Get Out was a superb film, in my opinion the best movie of 2017. And from a first-time director, Jordan Peele, previously best known for comedic skits about cunnilingus - I mean, it was just a total home-run. Get Out was a horror movie, and conformed to certain horror tropes. But what was so smart about it was that white people thought they were watching a regular old horror film about a family of weirdos who harvest brains. But the real horror of the film is that it was basically just depicting what it’s like to be a black person in America, the structural racism, the little snubs, the passive aggression, the way people single you out and treat you different. That was the true horror of the film, and it was hiding all along under the veneer of a more traditional scary movie.

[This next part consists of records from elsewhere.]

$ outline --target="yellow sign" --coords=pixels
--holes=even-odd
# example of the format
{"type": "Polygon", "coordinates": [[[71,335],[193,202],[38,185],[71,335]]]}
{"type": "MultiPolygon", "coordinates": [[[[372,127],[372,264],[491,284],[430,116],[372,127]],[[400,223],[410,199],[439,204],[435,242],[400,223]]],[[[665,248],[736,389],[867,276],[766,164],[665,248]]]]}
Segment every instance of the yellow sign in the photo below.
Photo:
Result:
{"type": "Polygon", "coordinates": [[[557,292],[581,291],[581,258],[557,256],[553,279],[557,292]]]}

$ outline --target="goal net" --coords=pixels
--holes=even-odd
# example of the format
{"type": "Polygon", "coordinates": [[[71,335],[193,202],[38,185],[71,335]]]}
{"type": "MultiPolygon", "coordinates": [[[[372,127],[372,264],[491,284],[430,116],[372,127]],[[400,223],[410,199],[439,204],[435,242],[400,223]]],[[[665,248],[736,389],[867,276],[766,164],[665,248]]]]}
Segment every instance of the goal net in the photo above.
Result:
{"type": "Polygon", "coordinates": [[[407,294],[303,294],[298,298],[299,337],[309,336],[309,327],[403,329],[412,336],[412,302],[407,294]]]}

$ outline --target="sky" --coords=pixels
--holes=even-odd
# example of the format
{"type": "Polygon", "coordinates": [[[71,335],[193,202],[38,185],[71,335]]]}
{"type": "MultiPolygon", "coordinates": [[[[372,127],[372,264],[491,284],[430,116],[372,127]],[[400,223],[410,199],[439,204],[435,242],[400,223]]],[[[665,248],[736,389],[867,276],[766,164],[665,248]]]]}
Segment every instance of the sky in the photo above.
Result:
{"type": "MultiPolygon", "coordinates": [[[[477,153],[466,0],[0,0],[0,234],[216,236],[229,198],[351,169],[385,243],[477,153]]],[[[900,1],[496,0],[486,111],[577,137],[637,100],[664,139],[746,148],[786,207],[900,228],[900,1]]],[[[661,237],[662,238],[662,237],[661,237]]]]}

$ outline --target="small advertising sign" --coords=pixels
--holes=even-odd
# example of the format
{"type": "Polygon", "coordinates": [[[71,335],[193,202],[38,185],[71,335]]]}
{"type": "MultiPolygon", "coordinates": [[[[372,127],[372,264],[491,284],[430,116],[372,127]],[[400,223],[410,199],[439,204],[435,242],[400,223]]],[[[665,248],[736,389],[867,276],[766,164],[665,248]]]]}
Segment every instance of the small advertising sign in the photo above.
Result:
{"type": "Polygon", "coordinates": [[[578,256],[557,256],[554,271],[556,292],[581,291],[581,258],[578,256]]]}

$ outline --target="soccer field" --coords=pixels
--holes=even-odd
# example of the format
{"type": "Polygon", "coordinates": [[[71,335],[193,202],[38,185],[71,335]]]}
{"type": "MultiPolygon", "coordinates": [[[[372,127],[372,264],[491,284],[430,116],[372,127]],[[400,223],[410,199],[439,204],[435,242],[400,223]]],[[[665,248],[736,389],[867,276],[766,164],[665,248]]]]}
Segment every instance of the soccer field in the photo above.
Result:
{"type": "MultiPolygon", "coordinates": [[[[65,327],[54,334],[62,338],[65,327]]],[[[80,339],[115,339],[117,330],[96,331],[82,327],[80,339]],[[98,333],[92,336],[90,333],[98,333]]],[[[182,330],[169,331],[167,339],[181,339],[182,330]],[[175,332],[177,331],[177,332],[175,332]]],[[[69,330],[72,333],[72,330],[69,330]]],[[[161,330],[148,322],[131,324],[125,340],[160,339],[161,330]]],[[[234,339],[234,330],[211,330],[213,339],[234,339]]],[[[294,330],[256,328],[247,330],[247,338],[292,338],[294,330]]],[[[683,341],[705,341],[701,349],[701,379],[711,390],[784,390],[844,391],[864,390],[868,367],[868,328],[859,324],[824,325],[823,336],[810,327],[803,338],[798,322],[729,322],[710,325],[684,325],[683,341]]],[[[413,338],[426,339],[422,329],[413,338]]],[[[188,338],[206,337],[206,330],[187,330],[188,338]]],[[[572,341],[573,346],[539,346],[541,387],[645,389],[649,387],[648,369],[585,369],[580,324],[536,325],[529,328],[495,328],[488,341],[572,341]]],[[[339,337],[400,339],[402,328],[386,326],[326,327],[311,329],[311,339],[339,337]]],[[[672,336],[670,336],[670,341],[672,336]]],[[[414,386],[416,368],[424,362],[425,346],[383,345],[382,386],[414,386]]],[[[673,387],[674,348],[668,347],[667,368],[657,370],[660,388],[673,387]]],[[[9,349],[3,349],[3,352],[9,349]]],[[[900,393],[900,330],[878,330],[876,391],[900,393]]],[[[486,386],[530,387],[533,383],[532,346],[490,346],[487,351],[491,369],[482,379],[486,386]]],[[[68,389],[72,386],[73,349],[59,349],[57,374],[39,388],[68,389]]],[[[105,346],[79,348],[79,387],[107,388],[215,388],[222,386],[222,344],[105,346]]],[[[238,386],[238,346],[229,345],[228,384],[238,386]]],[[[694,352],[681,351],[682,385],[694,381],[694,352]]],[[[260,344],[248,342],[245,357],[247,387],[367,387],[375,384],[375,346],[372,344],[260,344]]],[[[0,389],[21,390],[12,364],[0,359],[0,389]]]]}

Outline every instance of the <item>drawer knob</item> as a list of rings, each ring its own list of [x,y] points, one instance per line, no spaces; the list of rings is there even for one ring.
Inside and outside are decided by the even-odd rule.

Us is Peele’s sophomore film, another horror/social commentary that is a little harder to decipher than Get Out was. The themes and the imagery, and ultimately the message and even the ending of Us are more ambiguous and hard to parse. In fact, I am quite confident that Us is art because five different critics will watch it and all come away with different interpretations. The AV Club wondered if the film was about “our darkest impulses, our forgotten past selves, or some vague combination of the two?.” Vox concluded it was about the self-destruction of America. Slate decided it was impossible to figure out the film’s real message, and that was part of its charm, while others were just happy to speculate about delightfully insane theories that might explain why the film closes on an image of red-suited escaped mental patients forming a Hands Across America chain.
Myself, I think the film is about class moreso than race, as it features a literal underclass of servants, chained to their above ground masters by some unseen link, and compelled to debase themselves for no apparent reason, while the masters enjoy the light, oblivious to the plight of those beneath them - until they rise up. I think that works pretty well as an allegory for American society. It also introduces that classic theme of Russian literature: doppelgangers. Specifically, doppelgangers that want to kill you.
So, you can watch this movie and take-away a number of interesting insights. I did not think that the Doubles had to be explained in as much detail as the film goes into; it would have worked better if that had just been left vague and mysterious. By trying to conquer it with logic, the screenplay kind of exposed the fact that it doesn’t really make sense. Sometimes an explanation is warranted; but sometimes it just creates more problems for the story.
In any event, that is a minor quibble as once again Peele takes these themes - whatever they are - and wraps them up in a very entertaining and well-made horror flick about murderous doppelgangers taking over Santa Cruz. It’s at turns funny, suspenseful, scary and like Get Out features several indelible images (like the family of Doubles silhouetted in the night standing outside the house) that are likely to stick with you. The acting is all-around great, and the film is a pleasure to watch from beginning to end. It doesn’t quite live up to Get Out - but that is an almost impossibly high bar. The fact that the main criticism of this film is that Peele didn’t quite exceed the very high bar he set for himself with his first film is a testament to what a talented filmmaker he is.
I’m looking forward to his next project.